"We're estimating a levelised cost of energy (LCOE) for wind projects to be installed in 2012 and 2013 that ranges from as low as $33/MWh in the better windresource regimes to as high as about $65/MWh in lower wind speed areas," Ryan Wiser, a staff scientist at the lab, said during a webcast presenting the results of the draft study. The figures, he added, incorporate both the $0.022/kWh federal production tax credit and the value of accelerated depreciation.
The study compared wind's LCOE - or the minimum price at which energy must be sold for a project to break even - over three time periods. They included 2002/03, when the price tag for an installed project bottomed out at $1,300/kW; 2009/10 when it peaked at $2,150/kW; and 2012/13 when capital costs are expected to range from $1,600/kW for projects using standard turbines to $2,025/kW for those using low wind speed machines with 100-metre towers and rotor diameters.
Between 2002 and 2009, the cost of energy rose as capital costs increased, the analysis found. But the equation changes for projects scheduled to come online in the next couple of years. Although it is still more expensive to build projects than it was a decade ago, the higher capital costs are matched with an enormous increase in expected performance, Wiser said.

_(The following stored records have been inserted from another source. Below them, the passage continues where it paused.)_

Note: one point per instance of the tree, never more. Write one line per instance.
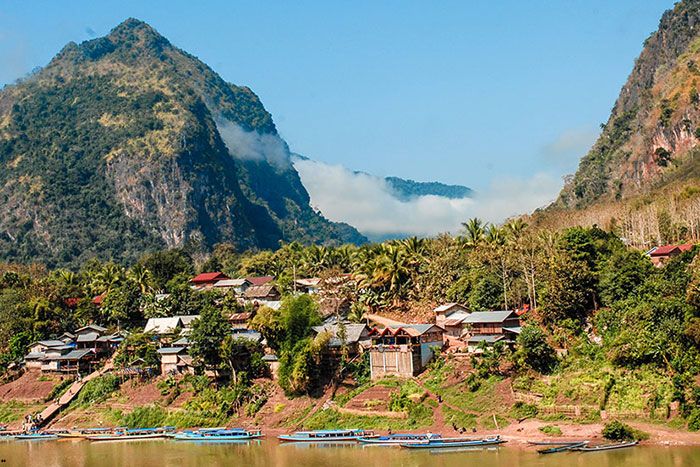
(534, 351)
(243, 358)
(207, 335)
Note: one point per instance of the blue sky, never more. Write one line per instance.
(462, 92)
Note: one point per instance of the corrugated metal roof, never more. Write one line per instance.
(488, 316)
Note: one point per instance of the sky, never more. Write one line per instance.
(501, 96)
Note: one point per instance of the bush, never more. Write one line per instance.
(618, 431)
(550, 430)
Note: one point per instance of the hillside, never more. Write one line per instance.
(644, 165)
(126, 143)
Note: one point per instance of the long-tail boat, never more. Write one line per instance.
(454, 443)
(606, 447)
(326, 436)
(563, 447)
(398, 438)
(218, 434)
(36, 436)
(133, 434)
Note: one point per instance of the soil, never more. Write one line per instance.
(30, 387)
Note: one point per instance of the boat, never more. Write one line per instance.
(454, 443)
(606, 447)
(563, 447)
(325, 436)
(36, 436)
(218, 434)
(553, 443)
(135, 434)
(82, 433)
(398, 438)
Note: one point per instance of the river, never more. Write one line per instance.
(270, 453)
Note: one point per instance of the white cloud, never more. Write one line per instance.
(252, 145)
(569, 146)
(366, 202)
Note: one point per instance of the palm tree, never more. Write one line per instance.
(474, 231)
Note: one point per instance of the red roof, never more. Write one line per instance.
(207, 277)
(262, 280)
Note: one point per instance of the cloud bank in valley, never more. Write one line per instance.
(251, 145)
(367, 203)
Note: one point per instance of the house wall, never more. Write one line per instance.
(391, 362)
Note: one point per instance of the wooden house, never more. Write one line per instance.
(175, 360)
(660, 255)
(403, 351)
(207, 280)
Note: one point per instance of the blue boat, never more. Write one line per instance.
(218, 434)
(326, 436)
(36, 436)
(399, 438)
(454, 443)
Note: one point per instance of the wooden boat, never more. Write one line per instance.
(82, 433)
(553, 443)
(326, 436)
(454, 443)
(398, 438)
(36, 436)
(606, 447)
(133, 434)
(563, 447)
(218, 434)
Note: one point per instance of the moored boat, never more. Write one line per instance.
(563, 447)
(133, 434)
(454, 443)
(606, 447)
(399, 438)
(218, 434)
(36, 436)
(326, 436)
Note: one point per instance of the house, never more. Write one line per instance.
(206, 280)
(238, 286)
(660, 255)
(403, 351)
(175, 360)
(75, 361)
(308, 286)
(240, 320)
(490, 322)
(450, 317)
(169, 325)
(39, 351)
(356, 336)
(260, 280)
(262, 293)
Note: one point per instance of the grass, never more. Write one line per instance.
(551, 430)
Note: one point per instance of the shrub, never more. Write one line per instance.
(550, 430)
(618, 431)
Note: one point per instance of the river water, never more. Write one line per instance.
(270, 453)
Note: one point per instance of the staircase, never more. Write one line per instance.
(56, 406)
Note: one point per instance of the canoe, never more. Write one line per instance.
(606, 447)
(326, 436)
(217, 435)
(36, 436)
(563, 447)
(133, 434)
(397, 439)
(553, 443)
(453, 443)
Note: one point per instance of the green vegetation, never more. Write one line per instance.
(550, 430)
(619, 431)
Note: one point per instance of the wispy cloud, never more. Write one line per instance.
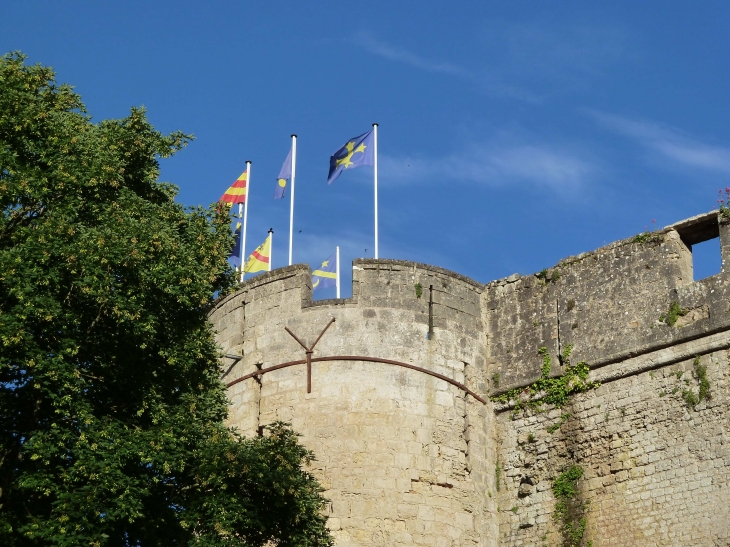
(399, 54)
(489, 82)
(667, 142)
(558, 168)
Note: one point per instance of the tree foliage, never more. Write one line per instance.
(111, 409)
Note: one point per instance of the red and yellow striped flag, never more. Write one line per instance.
(259, 261)
(237, 192)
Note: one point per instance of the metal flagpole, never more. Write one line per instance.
(375, 174)
(240, 219)
(291, 208)
(245, 217)
(338, 271)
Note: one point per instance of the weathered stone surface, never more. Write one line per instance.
(409, 459)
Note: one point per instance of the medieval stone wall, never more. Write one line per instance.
(404, 456)
(411, 459)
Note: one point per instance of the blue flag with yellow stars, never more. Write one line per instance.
(284, 176)
(356, 152)
(235, 255)
(326, 275)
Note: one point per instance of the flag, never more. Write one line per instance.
(235, 255)
(326, 275)
(237, 192)
(284, 176)
(259, 259)
(356, 152)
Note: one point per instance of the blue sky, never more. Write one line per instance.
(512, 134)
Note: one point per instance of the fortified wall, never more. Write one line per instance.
(415, 394)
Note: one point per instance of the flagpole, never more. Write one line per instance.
(245, 217)
(375, 176)
(338, 271)
(291, 208)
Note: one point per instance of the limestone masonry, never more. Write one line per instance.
(412, 447)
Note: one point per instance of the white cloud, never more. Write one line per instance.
(667, 142)
(396, 53)
(560, 169)
(489, 82)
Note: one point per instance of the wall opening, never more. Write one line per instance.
(706, 259)
(701, 235)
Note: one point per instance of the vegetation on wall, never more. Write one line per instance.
(549, 390)
(569, 509)
(419, 290)
(700, 374)
(674, 312)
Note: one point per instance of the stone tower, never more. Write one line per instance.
(391, 390)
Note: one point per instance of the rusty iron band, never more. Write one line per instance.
(359, 358)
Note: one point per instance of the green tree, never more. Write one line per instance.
(111, 409)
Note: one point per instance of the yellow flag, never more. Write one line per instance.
(259, 261)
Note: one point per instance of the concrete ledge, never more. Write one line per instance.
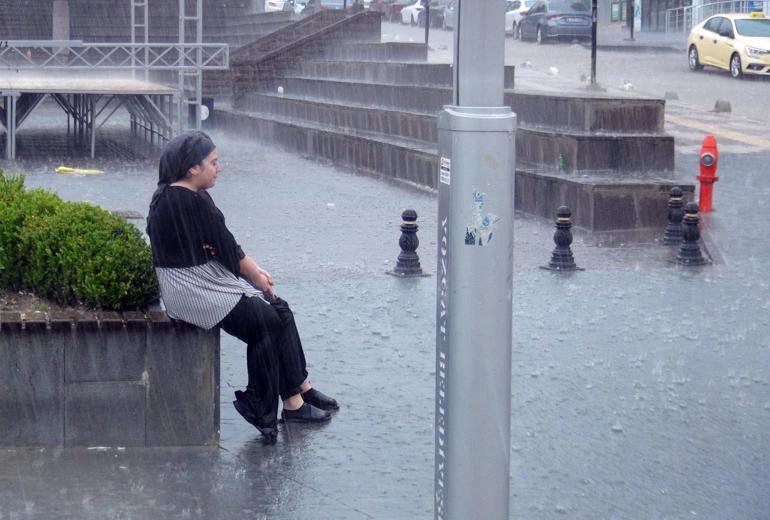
(107, 379)
(627, 154)
(583, 112)
(598, 203)
(632, 207)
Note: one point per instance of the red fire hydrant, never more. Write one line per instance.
(709, 156)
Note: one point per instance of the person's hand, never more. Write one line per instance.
(267, 275)
(265, 282)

Those capacity factor improvements have made wind's LCOE 5-26% lower today than it was a decade ago, depending on the wind resource at the project site. If changes in operations-and-maintenance costs, financing rates and turbine availability are also factored in, said Wiser, the LCOE is as much as 24-39% lower than 2002/03.
The recent proliferation of turbines that are specifically designed for lower wind speeds has also narrowed the gap in the LCOE between low and high wind speed sites. This has made less windy areas more economically attractive for installing projects and opened up a considerable amount of additional land area for potential development, he added.
"That may help alleviate, at least to some extent, some of the transmission and siting barriers that exist for high wind speed sites," said Wiser.
The study found, for example, that the land area in the US with capacity factors greater than 35% has increased by 130-270% since 2002, depending on whether standard or low wind speed turbine technology is used.
There is also an increase in the amount of land that meets certain LCOE thresholds, Wiser said. The land base that will support projects generating wind energy for less than $55/MWh, for example, has grown by 48% over the past decade.